I get the message there’s no need to adjust the D.R. scaling slider (although that is what you did in that section of video I mentioned!, in connection with local contrast and clipping. You see, I’m following your teaching, and now you tell me off! ). It’s in the GUI, what’s it for?

Mid grey is clearly important but I’m struggling with it! I have the image before me, and I need to envisage the actual scene when I took the photo, perhaps months ago, and judge what part looked half way between black and white. Then I can sample it on screen. Tricky. So inevitably I go iterative and can’t resist coming back to tweak mid grey or exposure in case that makes it look better (to me).

But thanks again. I really like what filmic does.

to easily move both white and black sliders at the same time, while keeping the ratio consistent.

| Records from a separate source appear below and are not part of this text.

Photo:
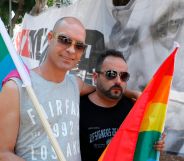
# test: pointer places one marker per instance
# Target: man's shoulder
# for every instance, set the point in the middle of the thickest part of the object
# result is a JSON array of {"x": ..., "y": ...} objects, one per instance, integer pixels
[{"x": 127, "y": 100}]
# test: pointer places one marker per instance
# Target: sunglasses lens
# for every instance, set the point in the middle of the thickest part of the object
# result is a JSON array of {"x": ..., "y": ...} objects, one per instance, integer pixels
[
  {"x": 80, "y": 46},
  {"x": 111, "y": 74},
  {"x": 64, "y": 40},
  {"x": 124, "y": 76}
]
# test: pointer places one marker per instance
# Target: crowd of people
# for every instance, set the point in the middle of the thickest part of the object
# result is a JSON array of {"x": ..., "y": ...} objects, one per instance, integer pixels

set it to 18.45 on both tabs and forget about it :wink:

It’ll take practice. If you’re shooting same type of photos in similar lightning conditions it’ll be easier. If not and like me you’re shooting “anything” then it’ll take time and practice. I find that for conditions I worked previously, my workflow with filmic is significantly faster with more predictable results than any other method (except when filmic fails on me, but then I either don’t try and do other things or leave it for some time in the future)

The dynamic range scaling factor is only a way to quickely adjust scene white and black in a symmetrical way and at the same time, as a shortcut. It is mostly useful when you use the auto-tuning and don’t have true white to sample in your image, so you give some safety margin to the tuning (which tries to match max(RGB) in the picture to pure white). Of course you can decide to clip white or black past a certain threshold if you decide there is no important detail in there and that preserving the local contrast is more important.

So force yourself to set the exposure with filmic disabled, set darktable to the grey theme (which is middle grey display-referred), and adjust the image exposure so the average brightness matches approximately the grey UI. Then setup the white and black mapping in filmic.

Middle grey setting is just a mean to an end : it’s intended to provide a reference for a good, legible, average exposure in the picture. Don’t put too much meaning in it, and don’t try to edit by the numbers. If it looks good, it’s good, middle grey or not.

Then, as @johnny-bit said, let grey = 18% on scene and display, and don’t bother.